DNS-driven analysis of the Flamelet/Progress Variable model assumptions on soot inception, growth, and oxidation in turbulent flames

2020 
Abstract Modeling suites for Large-Eddy Simulations of soot evolution in turbulent flames include a number of submodels describing the chemistry of soot precursors, particle dynamics, heterogeneous soot chemistry, turbulent mixing, and combustion. To understand the reasons for model failure and to enhance the overall model performance, it is necessary to identify and subsequently improve model components with a leading order effect on the overall error. In this work, errors in soot predictions associated with flamelet-based combustion models are isolated and quantified in a combined a-priori and partial a-posteriori analysis using large-scale Direct Numerical Simulation (DNS) data of a sooting turbulent jet diffusion flame. Gas-phase quantities entering the calculation of the soot source terms and hence coupling the combustion model to the soot model are analyzed in the DNS first. The performance of a Flamelet/Progress Variable model with respect to these quantities is then analyzed a-priori for two DNS cases employing a mixture-averaged transport model and unity Lewis numbers. Then, the soot evolution along Lagrangian trajectories extracted from the DNS is re-computed using rate coefficients directly taken from the DNS and from the flamelet table. In the context of this partial a-posteriori analysis, flamelet-induced errors are also compared to errors induced by the chemical soot model.
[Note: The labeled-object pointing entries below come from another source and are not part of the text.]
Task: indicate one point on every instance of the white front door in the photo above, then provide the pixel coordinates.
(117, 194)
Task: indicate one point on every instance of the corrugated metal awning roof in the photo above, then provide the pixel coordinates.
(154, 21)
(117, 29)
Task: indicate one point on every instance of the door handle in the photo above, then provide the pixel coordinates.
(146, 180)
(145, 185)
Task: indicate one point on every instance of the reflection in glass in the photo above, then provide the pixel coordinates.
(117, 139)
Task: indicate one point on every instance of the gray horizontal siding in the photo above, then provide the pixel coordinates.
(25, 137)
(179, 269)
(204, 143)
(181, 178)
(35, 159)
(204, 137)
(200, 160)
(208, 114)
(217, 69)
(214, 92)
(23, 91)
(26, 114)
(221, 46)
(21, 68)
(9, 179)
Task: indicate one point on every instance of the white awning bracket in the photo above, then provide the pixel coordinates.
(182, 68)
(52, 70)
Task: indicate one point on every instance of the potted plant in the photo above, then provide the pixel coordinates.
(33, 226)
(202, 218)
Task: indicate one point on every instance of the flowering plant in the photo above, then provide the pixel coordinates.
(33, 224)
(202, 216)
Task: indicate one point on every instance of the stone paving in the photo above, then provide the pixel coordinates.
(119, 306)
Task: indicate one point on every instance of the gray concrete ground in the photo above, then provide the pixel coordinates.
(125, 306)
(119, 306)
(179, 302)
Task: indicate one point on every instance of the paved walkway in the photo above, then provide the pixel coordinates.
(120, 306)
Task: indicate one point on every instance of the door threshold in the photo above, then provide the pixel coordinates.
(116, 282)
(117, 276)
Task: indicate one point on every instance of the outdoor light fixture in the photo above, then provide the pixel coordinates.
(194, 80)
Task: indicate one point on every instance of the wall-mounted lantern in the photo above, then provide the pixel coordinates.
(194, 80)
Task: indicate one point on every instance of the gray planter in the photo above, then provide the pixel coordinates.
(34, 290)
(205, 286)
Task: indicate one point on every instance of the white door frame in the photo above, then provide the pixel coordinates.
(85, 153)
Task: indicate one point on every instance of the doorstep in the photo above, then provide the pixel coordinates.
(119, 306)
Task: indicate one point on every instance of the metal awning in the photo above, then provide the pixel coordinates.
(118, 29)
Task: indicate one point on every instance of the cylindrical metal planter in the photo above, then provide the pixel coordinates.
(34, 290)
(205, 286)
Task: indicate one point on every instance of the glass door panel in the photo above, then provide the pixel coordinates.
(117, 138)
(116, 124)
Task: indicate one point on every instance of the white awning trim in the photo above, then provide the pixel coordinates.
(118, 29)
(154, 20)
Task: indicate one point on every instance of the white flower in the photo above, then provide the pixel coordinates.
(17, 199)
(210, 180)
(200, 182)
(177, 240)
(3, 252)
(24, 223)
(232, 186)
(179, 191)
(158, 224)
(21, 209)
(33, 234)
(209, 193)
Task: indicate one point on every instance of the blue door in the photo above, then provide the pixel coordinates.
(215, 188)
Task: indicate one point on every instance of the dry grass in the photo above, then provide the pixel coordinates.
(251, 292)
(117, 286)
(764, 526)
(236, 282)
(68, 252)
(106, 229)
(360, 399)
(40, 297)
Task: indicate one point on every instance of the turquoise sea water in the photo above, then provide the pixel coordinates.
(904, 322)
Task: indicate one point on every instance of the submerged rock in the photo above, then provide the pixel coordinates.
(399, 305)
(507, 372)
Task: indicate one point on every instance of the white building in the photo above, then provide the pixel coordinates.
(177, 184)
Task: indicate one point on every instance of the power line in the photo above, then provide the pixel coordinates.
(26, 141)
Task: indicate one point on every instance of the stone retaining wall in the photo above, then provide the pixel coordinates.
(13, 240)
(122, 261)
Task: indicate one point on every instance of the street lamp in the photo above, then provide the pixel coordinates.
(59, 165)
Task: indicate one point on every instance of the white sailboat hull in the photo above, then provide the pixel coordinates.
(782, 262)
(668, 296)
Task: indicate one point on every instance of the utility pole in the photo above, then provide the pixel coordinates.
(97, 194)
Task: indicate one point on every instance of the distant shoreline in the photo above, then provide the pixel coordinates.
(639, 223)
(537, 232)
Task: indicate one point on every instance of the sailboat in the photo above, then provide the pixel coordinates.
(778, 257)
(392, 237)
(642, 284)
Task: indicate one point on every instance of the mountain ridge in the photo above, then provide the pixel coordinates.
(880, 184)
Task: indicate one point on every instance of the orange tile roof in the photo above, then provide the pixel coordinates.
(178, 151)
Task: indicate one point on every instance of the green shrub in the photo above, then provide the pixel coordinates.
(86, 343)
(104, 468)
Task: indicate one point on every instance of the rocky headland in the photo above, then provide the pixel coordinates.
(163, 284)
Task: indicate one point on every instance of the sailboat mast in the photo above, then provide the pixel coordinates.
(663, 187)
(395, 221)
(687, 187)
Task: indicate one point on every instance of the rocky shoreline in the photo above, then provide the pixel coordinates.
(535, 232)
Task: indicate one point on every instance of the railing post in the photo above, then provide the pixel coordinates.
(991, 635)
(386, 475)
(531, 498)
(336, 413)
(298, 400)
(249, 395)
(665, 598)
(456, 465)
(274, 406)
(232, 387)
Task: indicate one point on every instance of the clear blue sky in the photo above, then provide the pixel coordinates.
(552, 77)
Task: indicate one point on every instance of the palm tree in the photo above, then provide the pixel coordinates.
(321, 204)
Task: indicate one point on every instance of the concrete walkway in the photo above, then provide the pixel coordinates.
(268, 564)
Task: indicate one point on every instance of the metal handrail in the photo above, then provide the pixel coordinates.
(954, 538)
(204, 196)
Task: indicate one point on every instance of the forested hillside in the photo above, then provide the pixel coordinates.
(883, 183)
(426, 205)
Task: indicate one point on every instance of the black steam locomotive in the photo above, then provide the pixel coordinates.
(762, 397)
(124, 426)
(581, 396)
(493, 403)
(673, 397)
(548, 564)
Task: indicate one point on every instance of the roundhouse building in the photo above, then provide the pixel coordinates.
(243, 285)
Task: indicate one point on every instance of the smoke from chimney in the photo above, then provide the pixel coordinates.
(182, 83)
The soot surface growth and oxidation rate coefficients are reasonably well predicted by the flamelet library. Considerably larger errors in the model-predicted soot mass originate from the tabulated quantities entering the calculation of PAH-based soot growth rates. However, these errors can be reduced to a few percent if the rate is appropriately scaled with the mass fraction of polycyclic aromatic hydrocarbons (PAH). However, this requires the solution of a transport equation for the PAH mass fraction, and modeling the source term in this equation is shown to be challenging. Overall, the largest uncertainties can be attributed to the chemical mechanism for PAH formation and the model for the PAH source term.